Abstract

Transfer learning (TL) is a machine learning paradigm designed for the problem where the training and test data are from different domains. Existing TL approaches mostly assume that training data from the source domain are collected from multiple views or devices. However, in practical applications, a sample in a target domain often only corresponds to a specific view or device. Without the ability to mitigate the influence of the many unrelated samples, the performance of existing TL approaches may deteriorate for such learning tasks. This problem will be exacerbated if the intrinsic relationships among the source domain samples are unclear.
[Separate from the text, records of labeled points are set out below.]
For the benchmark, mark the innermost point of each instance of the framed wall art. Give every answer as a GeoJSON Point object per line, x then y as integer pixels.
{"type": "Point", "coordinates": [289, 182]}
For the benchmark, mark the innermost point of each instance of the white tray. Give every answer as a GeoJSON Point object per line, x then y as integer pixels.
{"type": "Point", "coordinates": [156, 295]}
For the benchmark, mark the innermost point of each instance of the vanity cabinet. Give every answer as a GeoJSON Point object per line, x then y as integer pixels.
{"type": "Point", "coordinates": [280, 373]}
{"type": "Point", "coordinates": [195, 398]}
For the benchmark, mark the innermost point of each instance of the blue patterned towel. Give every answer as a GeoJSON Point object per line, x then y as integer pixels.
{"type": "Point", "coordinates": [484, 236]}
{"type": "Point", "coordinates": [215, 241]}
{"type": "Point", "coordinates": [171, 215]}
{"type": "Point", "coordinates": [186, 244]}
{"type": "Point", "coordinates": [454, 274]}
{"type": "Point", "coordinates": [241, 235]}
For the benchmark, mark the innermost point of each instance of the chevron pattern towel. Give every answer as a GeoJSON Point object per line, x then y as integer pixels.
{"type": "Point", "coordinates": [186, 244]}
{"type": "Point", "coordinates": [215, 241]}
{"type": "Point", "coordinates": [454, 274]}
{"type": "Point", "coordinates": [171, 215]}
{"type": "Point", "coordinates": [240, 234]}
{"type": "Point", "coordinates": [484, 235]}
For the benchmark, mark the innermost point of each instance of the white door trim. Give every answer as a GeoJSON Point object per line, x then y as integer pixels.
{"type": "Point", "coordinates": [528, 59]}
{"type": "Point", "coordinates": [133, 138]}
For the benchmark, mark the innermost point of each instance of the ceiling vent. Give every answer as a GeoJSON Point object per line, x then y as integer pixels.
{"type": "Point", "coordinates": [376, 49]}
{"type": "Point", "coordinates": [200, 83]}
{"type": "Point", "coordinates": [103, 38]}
Currently, there is no mechanism for determining the intrinsic characteristics of samples in order to treat them differently during TL. The source domain samples that are not related to the test data not only incur computational overhead, but may result in negative transfer. We propose the multi-component transfer metric learning (MCTML) method to address this challenging research problem. Unlike previous metric-based transfer learning which are only capable of using one metric to transform all the samples, MCTML automatically extracts distinct components from the source domain and learns one metric for each component. For each component, MCTML learns the importance of that component in terms of its predictive power based on the Mahalanobis distance metrics. The optimized combination of components are then used to predict the test data collaboratively. Extensive experiments on public datasets demonstrates its effectiveness in knowledge transfer under this challenging condition.